There was Sugarfoot lying in the garden where she always liked to sleep, but when I bent over to pick her up she was stiff and her fur was covered with green vomit. I picked her up gently, wiped off the vomit, and rocking her body in my arms, I cried. God, not again, don’t take her from me too. It wasn’t God who had done this, it was the next-door neighbor, a man who saw us every day with our wheelchaired teenager, struggling to have some kind of normal life. A man who passed our broken-hearted house every day, he poisoned Sugarfoot. A monster lived next door. I still don’t know how he managed it, but Danny dug the hole. He had always buried our pets and the continuity of this burial task was important to all of us. We buried Sugarfoot in the garden, right where she died. I sat there with her as long as I could, singing and crying.
This autobiography is a deeply thoughtful and poetic dive into the life of one of our greatest rock singers and an iconic musician. It's impossible to place a style on Rickie Lee Jones, and her memoir makes one understand just what makes her so unique. She had a turbulent, peripatetic childhood that finished when she ran off and took to the road at 14. It was hippie time, and she headed for California, encountering a mind-boggling array of characters, dangers, and experiences. She was truly down and out in those early years, slowly finding her voice. Jones also delves into her parents' upbringing, each traumatic in their own way and each bringing their destructive power into her life.

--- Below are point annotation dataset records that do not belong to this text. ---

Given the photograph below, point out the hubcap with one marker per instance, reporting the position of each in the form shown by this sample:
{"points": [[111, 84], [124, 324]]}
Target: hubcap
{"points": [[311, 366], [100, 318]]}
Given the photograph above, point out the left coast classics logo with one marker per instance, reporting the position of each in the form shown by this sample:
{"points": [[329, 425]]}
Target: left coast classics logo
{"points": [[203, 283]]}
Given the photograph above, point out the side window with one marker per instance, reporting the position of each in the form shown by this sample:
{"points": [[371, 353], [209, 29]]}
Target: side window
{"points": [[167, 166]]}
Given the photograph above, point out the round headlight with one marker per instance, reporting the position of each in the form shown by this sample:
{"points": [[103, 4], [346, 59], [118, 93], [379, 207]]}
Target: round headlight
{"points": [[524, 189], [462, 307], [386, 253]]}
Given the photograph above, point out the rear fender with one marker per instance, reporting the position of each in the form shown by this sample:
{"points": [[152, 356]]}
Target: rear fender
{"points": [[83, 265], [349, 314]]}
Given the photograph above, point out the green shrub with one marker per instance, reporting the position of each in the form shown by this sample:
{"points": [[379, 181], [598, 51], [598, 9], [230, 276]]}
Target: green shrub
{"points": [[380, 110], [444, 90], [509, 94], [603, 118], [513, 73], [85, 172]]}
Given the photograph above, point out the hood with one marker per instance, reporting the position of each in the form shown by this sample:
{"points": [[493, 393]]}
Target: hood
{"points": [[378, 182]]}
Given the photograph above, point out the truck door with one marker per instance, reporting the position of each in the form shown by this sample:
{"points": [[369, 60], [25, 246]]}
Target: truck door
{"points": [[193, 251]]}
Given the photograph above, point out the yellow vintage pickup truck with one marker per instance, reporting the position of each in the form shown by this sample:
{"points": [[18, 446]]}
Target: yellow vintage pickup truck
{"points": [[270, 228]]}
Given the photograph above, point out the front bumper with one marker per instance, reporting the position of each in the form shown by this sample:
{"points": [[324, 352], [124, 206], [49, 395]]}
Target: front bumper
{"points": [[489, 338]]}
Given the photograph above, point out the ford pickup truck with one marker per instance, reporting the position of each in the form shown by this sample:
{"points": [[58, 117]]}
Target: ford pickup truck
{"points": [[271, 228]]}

A turning point in music for Jones came when she discovered Laura Nyro. That revelation made a great deal of sense to me, as both certainly broke new ground, had a unique style of music and persona, neither could read music but intuitively heard the notes and wrote astonishingly new lyrics and melodies, and both were never completely understood nor embraced by the general public.
Jones can legitimately name-drop the greats of rock. Tom Waits fans will devour the stories of their time together. What is made very clear by Jones, however, is that she influenced him, and not the other way around, which has been the common wisdom. Her strange encounter with Van Morrison is tantalizing. And she so vividly describes viewing one of Jim Hendrix's last performances that the reader can begin to comprehend just how prodigious and charismatic he was as a musician. Jones sets quite a few things straight here - at least from her perspective. She is forthright about her tenacious character and strong independence, and how this has worked for her and against her throughout her fascinating life.
This is a totally absorbing memoir, not to be missed by rock music fans.